Two other elements entered into the decision.  One was totally serious.  Several weeks ago when I posted about my "found poems", Sharon Robinson left a comment that I might be interested in her friend's found poems.  I clicked on the link and fell in love with the work of Judy Kleinberg, who posts a found poem almost every day.  I have spent a long time contemplating her poems and wondering how she does it (well, it's obvious how she does it technically, but I am in awe of how she makes actual serious poetry with her torn bits of text).

© j.i. kleinberg

































The other element was totally trivial.

A long time ago I bought a one-pound package of "scrap cardstock" in a variety of colors, cut to 4x6", the size I was using for daily collage.  When I ran out I went back to the store where I thought I had bought it, only to find nothing of the sort, and the clerk swore they had never carried anything like that.  So I had to finish out the year with plain white index cards.  Three weeks ago I was in another store and found my scrap cardstock!  Always one to overreact, I bought five packages, brought them home, and wondered what I would ever do to use them up.

five pounds of scrap cardstock



















When the idea to do daily text struck, I knew exactly what I would paste it onto.  Clearly the universe was ahead of me in enabling a project that I hadn't even thought up yet.


So  here are my first two daily texts.  I'm not giving myself too many rules about this project, so I'm not sure what I'm going to come up with.  I suspect a lot of them will be found poems, but maybe I'll come up with other models as the year goes on.  As in previous years, I'll be posting all my daily art on my daily art blog.  Please check them out!


Sunday, January 1, 2017

My Favorite Things 1


Happy New Year!

Faithful readers who are as obsessive as I (probably not many of you out there) might be expecting a photo suite today.  From 2012 to 2015 I posted a photo suite -- a collection of several related pictures -- every Sunday, and then last year cut back to the first Sunday of the month.  I do love the idea of grouping related photos, because so often they say more than one could say on its own.  But I think it's time for a vacation.

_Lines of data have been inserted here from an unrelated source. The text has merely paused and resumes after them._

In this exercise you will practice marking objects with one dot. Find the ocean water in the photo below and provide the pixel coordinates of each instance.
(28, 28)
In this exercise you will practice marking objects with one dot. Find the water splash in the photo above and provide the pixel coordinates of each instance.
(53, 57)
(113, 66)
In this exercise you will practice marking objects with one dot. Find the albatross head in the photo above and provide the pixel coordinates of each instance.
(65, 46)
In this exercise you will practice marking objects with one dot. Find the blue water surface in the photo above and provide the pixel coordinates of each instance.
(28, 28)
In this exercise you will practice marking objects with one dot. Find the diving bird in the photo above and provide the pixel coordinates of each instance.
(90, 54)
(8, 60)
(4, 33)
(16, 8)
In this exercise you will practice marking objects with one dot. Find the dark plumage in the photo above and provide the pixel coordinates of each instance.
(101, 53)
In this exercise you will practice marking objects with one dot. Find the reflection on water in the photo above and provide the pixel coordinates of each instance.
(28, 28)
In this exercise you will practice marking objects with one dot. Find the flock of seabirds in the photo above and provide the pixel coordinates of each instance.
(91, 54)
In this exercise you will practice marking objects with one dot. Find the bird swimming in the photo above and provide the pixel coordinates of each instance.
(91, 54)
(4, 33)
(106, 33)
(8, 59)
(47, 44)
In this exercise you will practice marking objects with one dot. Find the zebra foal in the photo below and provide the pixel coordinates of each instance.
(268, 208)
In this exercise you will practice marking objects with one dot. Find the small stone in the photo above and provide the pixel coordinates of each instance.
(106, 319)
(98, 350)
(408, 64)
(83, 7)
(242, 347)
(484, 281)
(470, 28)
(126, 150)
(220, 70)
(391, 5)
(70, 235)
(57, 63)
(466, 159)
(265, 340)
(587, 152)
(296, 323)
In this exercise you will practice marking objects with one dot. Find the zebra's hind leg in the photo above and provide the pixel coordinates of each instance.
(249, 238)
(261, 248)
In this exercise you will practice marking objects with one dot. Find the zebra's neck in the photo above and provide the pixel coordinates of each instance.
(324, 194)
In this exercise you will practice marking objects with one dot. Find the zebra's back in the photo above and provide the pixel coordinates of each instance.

So this year, every Sunday will showcase one of My Favorite Things.  I do love my things.  I refuse to read books about tidying up or downsizing or parting with your possessions.  That may have to come later, but it doesn't have to come now.  My precious things provide inspiration (and sometimes raw material) for my art and repositories for my memories.  This year I plan to revisit 53 of them and share their stories.

Today is the eighth day of Christmas so I'm focusing on 8 maids a' milking, one of a set of ceramic Christmas cups that were given to me probably 25 years ago by Dennis Watkins, the best printer in the world, with whom I worked to produce hundreds of publications in my previous career.

Dennis and I always joked that he was the perfect printer and I was the perfect client.  We never wasted time with competitive bidding or price negotiations; he charged me a fair price and I paid promptly.  When I needed a publication in a hurry, it went to the head of the line and Dennis might work all night to move things along; in return, I never said "hurry" unless I really meant it.

The cups were made by Louisville Stoneware, a local institution that has been in business for 201 years.  Its folksy designs and blue-on-gray color palette are a fixture in Kentucky homes; even if you aren't into primitive art you make room for this stuff when somebody gives it to you.  

We try to bring out the cups right after Thanksgiving, and use them in the morning for orange juice, at cocktail time for scotch or eggnog, maybe even at dinner for wine.  They're quite handy; drinks stay colder in heavy stoneware than in glass, and you never get your drink confused with anybody else's.  Sometimes I request a certain cup and sometimes I take pot luck.

My husband makes me put them away on the twelfth day of Christmas, so I'll have to drink fast for the next couple of days.